Date:8 December 2021 Author: Micayla Vellai Tags:, , ,

Chapman’s Peak boasts breathtaking views, and is one of the world’s most scenic drives, but how much do you actually know about the history of this spectacular gem?

According to the Chapman’s Peak Drive website, Sir Frederic De Waal, who was the first administrator of the Cape, ordered the construction of the Hout Bay-Noordhoek Road in the early 1900s.

The route was opened in 1922 and took seven years to complete, but this extraordinary drive is not without danger as rock falls and mudslides have always been a hazard for motorists. However, suitable rock fall protection measures had been implemented in 2000 after a few fatal occurrences.

“The rock fall protection measures implemented at Chapman’s Peak Drive were selected on the basis of what is considered to be best international practice and consists of a half tunnel, catch fences, slope stabilisation and canopy structures. In 2004, Chapman’s Peak Drive received an excellence award for rock fall protection,” the website explains.

Project Engineering Solutions are outlined as followed:

Rock Fall Protection Measures

The design of rockfall protection measures involved sophisticated, three-dimensional computer modelling of the topography assessment of mountain and location of boulders on the slopes and cliffs above the road to predict the associated rockfall patterns.

It predicted the location, trajectory, frequency, bounce height and energy of falling rocks along route on a statistical basis, while working conditions were challenging with up to 11 different mobile cranes being deployed. Helicopters and abseilers were also used to complete the work in inaccessible locations.

Terrain Modelling

Engineers, along with Swiss specialists utilised a digital terrain model to generate three-dimensional simulations of rockfalls.

Half Tunnel

The 155m half tunnel was built at the base of Chapman’s Peak, while the overhanging rock-mass is supported by 95t rock anchors. The soffit and side walls are supported by 150mm thick steel reinforced shotcrete lining.

Rock Shelters

Building a concrete canopy ensured that any rocks that do fall off the mountain will land close to the old rock-faced guard wall, as traffic moves safely under the canopy.

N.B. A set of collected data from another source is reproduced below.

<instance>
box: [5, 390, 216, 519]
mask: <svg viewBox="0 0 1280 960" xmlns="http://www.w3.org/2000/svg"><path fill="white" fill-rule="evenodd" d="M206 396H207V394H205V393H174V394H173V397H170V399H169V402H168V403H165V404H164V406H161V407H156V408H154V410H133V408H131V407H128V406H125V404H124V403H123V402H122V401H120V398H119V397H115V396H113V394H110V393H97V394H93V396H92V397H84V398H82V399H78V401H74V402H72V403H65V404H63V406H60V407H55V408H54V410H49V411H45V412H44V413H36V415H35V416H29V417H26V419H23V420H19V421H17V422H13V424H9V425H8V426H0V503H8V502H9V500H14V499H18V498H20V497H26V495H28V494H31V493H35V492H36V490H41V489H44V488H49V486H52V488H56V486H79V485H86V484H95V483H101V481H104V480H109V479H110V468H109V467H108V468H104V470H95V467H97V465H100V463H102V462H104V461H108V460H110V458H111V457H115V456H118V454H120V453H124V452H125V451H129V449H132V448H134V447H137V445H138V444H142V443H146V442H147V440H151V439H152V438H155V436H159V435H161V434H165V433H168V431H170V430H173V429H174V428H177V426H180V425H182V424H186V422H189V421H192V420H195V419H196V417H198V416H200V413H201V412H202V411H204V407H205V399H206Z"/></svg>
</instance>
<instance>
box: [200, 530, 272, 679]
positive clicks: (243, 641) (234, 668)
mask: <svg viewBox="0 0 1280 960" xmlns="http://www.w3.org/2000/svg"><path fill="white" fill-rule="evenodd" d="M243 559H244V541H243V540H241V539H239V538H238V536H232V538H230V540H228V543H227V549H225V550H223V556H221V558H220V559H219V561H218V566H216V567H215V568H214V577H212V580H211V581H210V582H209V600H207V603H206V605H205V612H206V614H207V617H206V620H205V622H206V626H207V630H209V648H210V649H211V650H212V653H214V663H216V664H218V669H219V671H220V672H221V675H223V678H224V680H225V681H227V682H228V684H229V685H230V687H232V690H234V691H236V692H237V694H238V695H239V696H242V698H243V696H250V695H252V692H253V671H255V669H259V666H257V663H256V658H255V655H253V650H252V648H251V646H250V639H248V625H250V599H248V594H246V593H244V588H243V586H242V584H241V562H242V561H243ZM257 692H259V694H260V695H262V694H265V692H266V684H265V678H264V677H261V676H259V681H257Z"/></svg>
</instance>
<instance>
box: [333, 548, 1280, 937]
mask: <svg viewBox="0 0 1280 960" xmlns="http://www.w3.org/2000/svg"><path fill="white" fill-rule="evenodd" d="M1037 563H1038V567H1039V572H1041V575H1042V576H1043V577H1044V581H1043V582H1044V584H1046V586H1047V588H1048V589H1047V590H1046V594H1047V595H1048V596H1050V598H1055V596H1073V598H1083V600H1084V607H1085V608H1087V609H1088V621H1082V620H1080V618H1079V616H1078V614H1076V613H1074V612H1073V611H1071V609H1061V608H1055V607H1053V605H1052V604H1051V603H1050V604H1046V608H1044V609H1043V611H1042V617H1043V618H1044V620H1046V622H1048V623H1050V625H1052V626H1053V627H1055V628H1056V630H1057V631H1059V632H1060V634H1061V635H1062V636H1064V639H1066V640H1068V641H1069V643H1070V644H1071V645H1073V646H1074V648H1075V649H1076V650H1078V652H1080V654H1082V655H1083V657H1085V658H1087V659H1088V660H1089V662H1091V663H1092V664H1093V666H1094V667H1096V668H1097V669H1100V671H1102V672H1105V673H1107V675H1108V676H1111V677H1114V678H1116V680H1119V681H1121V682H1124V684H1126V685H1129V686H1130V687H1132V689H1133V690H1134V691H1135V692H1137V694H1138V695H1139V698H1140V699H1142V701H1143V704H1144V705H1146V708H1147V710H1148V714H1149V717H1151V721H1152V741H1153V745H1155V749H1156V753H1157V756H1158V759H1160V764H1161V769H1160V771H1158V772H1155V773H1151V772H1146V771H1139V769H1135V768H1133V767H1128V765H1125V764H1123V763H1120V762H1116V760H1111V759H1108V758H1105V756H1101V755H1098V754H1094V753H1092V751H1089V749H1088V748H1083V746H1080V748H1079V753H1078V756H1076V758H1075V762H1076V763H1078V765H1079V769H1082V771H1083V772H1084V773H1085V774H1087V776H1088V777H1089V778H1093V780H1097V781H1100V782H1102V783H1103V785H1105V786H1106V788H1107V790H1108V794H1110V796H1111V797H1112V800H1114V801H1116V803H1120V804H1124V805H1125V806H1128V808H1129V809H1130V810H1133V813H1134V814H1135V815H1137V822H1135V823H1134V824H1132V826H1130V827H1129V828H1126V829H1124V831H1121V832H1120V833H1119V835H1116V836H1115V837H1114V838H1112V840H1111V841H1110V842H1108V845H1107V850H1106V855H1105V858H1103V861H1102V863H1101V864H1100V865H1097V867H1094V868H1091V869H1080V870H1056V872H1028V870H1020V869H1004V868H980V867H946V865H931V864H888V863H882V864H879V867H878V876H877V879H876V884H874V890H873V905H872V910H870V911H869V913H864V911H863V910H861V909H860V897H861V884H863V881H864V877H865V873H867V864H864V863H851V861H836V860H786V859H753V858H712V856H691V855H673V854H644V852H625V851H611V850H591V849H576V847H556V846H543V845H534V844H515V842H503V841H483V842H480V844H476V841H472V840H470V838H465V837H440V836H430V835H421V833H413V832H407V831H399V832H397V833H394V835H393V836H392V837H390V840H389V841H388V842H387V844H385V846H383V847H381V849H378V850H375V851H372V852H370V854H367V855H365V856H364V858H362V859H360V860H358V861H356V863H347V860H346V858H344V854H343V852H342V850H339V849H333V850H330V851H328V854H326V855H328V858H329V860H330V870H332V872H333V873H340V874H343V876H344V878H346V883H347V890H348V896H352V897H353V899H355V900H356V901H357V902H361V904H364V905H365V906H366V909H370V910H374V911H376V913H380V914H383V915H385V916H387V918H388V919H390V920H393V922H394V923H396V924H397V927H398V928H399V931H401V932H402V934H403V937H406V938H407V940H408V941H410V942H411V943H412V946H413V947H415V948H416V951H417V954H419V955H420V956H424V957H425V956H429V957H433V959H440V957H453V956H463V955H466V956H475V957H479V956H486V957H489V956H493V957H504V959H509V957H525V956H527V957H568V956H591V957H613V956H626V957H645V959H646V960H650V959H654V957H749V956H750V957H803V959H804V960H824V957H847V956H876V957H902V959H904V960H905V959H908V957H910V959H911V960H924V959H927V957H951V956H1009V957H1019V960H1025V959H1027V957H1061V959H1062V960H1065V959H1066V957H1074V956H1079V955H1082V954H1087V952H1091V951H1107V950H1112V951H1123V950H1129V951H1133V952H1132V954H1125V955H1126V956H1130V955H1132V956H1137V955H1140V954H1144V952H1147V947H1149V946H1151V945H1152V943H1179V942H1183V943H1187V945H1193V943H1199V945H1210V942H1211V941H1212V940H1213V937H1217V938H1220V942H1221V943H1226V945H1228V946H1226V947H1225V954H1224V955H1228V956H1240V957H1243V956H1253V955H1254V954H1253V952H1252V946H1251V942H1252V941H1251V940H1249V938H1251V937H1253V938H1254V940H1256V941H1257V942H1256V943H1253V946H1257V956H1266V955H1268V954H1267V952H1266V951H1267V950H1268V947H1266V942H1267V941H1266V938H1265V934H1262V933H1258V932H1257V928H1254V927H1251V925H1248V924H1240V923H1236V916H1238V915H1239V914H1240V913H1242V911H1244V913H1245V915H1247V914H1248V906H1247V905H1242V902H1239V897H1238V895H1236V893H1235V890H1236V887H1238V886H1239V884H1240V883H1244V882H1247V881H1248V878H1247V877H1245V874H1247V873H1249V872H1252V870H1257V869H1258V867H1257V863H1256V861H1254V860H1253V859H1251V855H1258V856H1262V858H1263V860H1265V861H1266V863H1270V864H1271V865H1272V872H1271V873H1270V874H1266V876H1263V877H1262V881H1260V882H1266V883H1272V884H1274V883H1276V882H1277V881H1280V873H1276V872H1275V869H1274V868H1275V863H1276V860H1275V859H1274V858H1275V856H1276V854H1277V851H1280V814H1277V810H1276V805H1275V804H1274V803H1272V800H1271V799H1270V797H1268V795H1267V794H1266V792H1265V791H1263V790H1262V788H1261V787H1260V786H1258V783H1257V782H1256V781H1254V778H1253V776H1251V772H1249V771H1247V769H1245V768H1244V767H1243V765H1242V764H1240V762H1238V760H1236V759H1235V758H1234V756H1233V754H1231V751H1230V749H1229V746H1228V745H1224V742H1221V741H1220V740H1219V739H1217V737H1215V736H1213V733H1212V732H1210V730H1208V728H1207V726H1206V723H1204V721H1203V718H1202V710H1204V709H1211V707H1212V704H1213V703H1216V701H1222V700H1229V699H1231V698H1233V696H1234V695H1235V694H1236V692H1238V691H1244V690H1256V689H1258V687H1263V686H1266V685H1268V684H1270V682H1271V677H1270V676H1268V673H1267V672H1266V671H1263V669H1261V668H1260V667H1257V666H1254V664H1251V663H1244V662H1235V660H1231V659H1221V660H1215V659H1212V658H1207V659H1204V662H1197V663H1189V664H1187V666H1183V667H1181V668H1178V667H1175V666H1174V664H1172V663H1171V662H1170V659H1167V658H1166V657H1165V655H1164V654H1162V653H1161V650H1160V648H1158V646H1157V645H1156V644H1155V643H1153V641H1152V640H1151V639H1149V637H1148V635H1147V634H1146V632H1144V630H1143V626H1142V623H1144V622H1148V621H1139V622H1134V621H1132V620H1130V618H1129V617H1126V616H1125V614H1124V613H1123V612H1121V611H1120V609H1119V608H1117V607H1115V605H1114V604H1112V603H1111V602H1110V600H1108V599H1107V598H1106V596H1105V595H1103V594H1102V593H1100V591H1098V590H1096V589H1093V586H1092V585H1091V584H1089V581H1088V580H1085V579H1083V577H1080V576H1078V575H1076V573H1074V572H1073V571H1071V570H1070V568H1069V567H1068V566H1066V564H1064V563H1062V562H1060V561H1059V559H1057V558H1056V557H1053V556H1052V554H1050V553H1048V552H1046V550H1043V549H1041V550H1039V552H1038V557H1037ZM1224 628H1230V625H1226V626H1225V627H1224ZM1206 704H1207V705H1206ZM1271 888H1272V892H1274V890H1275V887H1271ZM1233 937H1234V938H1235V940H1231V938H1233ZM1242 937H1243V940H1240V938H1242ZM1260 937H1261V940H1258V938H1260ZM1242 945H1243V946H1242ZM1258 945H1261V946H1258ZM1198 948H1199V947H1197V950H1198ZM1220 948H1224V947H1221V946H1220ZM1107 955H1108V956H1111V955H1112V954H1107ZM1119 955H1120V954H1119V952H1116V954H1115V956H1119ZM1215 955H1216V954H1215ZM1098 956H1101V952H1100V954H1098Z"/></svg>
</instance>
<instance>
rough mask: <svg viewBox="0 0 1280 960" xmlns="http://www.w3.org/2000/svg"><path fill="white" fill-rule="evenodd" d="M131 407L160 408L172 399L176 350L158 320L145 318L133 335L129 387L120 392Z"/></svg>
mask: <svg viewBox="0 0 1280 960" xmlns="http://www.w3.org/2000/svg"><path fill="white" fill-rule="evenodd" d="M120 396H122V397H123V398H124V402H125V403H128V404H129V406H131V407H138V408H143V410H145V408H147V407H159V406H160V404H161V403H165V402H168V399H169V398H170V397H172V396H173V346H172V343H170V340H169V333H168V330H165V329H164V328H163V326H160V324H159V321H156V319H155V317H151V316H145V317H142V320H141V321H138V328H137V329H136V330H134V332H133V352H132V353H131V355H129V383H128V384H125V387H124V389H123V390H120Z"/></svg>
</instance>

Concrete impact protection canopies were constructed at two locations where sandstone cliffs extend to more than 400m above the road. These structures arch over the road and protect it by intercepting rock fall.

A 40m long curved cantilever canopy, arching over both lanes was built on a tight bend at the confluence of three gullies.

In addition, a portal canopy coincides with the highest predicted rockfall energies and the structure is free of the cliff face, which is supported from behind by tapered columns.

Catch Fences

The website explains that catch fences is a new, sophisticated Swiss design which consists of interlocking rings of high tensile wire designed to trap rocks as they fall, and are anchored into the rock with steel wire ropes.

The 21st-century cutting-edge construction processes, together with the determination of the early 1920s when the original drive was built, has resulted in this project showcasing the amazing expertise of South African engineering.